En 2024, Decathlon a confié cette mission au studio Wolff Olins. Le résultat s'appelle L'Orbit. Un cercle ouvert, dynamique, avec un angle marqué et un sommet qui évoque à la fois la montagne et la vague. Regardez-le attentivement : l'angle reprend celui du fameux A du wordmark historique. Ce n'est pas un détail. C'est toute la philosophie du projet.
Car le vrai talent, dans ce redesign, n'est pas dans ce qui a été créé. Il est dans ce qui a été conservé. Le bleu, légèrement revitalisé mais immédiatement reconnaissable. Le wordmark, à peine retouché. Et une typographie sur mesure, Decathlon Sans, dessinée par la fonderie suisse Grilli Type, qui prolonge l'esprit géométrique du lettrage des années 70 au lieu de le renier. Tout le neuf découle de l'ancien.
Pourquoi un symbole, d'ailleurs, après un demi-siècle sans ? La réponse est très pragmatique. Un wordmark de sept lettres ne fonctionne pas sur une étiquette de chaussette, une boucle de sac à dos ou une icône d'application. Un symbole, oui. Decathlon vend du matériel pour des dizaines de sports, sur des produits de toutes les tailles. Il fallait une marque courte, un signe qui tienne sur un millimètre carré comme sur une façade de magasin. C'est une leçon que je répète souvent à mes clients : un logo n'est pas un dessin qu'on aime, c'est un système qui doit survivre à tous les formats.

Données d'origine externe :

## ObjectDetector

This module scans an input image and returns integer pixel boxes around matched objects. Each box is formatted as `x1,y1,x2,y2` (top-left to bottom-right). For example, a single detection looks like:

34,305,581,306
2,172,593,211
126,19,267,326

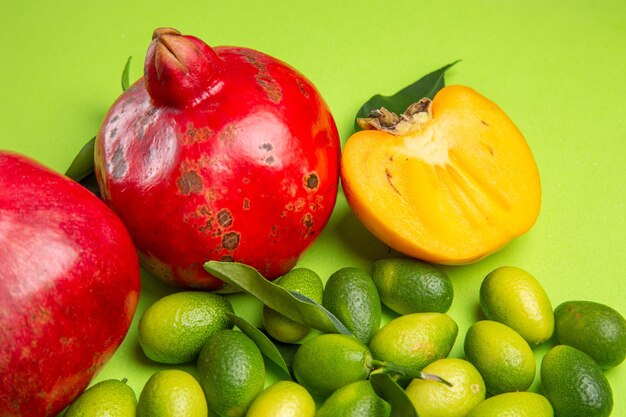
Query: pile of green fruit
65,258,626,417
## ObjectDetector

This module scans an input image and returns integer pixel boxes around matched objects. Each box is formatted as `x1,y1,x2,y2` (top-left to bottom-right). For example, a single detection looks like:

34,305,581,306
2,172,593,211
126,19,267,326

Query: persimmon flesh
341,86,541,264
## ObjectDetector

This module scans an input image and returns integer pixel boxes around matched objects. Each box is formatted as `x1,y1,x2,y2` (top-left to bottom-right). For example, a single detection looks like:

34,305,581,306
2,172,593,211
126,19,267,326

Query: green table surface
0,0,626,417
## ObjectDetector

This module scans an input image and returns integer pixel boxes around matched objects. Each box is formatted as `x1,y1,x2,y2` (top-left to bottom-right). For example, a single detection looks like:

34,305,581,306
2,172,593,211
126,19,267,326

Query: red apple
0,151,140,417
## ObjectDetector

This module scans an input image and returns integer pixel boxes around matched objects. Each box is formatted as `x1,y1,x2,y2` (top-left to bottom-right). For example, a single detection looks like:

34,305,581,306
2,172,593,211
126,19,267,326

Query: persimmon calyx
357,97,432,136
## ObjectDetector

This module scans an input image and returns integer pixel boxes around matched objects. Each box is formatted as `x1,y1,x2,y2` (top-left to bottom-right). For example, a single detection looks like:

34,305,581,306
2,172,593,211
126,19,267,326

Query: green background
0,0,626,416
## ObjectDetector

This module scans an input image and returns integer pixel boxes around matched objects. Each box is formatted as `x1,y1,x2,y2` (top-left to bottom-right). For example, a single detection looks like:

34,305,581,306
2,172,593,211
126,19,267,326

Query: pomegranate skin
95,29,340,290
0,151,140,417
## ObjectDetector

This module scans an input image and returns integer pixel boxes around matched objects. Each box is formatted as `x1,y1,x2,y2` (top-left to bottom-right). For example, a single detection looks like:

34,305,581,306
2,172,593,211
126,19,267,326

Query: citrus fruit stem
371,359,452,387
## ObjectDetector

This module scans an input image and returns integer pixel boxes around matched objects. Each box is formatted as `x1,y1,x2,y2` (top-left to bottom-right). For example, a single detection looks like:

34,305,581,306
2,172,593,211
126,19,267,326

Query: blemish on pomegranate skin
304,172,319,190
110,147,128,178
183,123,213,144
222,232,240,250
245,53,283,103
302,213,315,232
176,171,202,195
217,209,233,229
298,80,309,98
217,124,239,145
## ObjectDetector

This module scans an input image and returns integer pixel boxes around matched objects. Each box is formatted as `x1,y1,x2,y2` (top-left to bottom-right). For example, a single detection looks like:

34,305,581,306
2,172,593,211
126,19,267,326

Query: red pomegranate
95,28,340,290
0,151,139,417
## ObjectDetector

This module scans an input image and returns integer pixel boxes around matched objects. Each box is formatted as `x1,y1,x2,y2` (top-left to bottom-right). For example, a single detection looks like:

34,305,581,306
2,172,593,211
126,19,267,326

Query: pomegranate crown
144,28,221,108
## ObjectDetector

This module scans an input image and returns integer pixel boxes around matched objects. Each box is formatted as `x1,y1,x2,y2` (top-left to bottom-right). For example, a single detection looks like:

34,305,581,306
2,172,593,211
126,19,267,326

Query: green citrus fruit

Il y a une deuxième leçon, plus stratégique. Derrière L'Orbit, Wolff Olins a rationalisé un portefeuille de 85 marques internes en une seule. Quechua, Kalenji, Domyos restent, mais c'est désormais Decathlon qui signe. L'entreprise ne veut plus être perçue comme un distributeur français, mais comme une marque de sport mondiale, au même rayon mental que Nike ou Adidas. Le logo n'est que la partie visible de ce repositionnement. Et c'est toujours comme ça que fonctionne un bon redesign : le graphisme traduit une décision d'entreprise, il ne la remplace pas.
Est-ce que tout me convainc ? Pas entièrement. L'Orbit, pris isolément, pourrait appartenir à beaucoup de marques. C'est le prix de la simplicité géométrique : on gagne en polyvalence ce qu'on perd en singularité. Mais je pense que le pari est juste. Le symbole n'a pas vocation à vivre seul, il vit avec le bleu, avec la typo, avec le mouvement orbital qui anime toute l'identité. Un logo ne se juge jamais seul, il se juge en système.
On pourrait aussi reprocher au pictogramme d’être trop proche de celui de Quicksilver, symbolisant la montagne et la mer, mais il fallait que celui de Decathlon soit plus généraliste et un peu plus abstrait puisqu' il englobe beaucoup plus de sports que la marque Quicksilver qui équipe les riders et surfers sur l’eau et à la montagne.

Logotype Quicksilver et Logotype Decathlon
Ce que je retiens surtout, c'est l'humilité du geste. Face à 48 ans d'héritage, Wolff Olins n'a pas fait table rase. Le studio a cherché dans l'existant ce qui méritait d'être amplifié, et il a construit autour. C'est exactement l'inverse du réflexe qui consiste à tout lisser pour faire moderne. Et c'est, à mon sens, la marque des redesigns qui durent.
Et surtout, aujourd’hui il donne une véritable identité visuelle qui fonctionne très bien puisque pour naviguer, j’ai pris des boardshorts de chez eux et en termes d’image, ça rivalise avec les marques historiques que sont Quicksilver ou O’neill.
La prochaine fois que vous passerez devant un Decathlon, levez les yeux. Ce petit cercle ouvert que vous verrez partout raconte une histoire de 48 ans. Il donne juste l'impression d'avoir toujours été là. C'est le plus beau compliment qu'on puisse faire à un logo neuf.
Moi je retourne naviguer, le vent est revenu ce matin.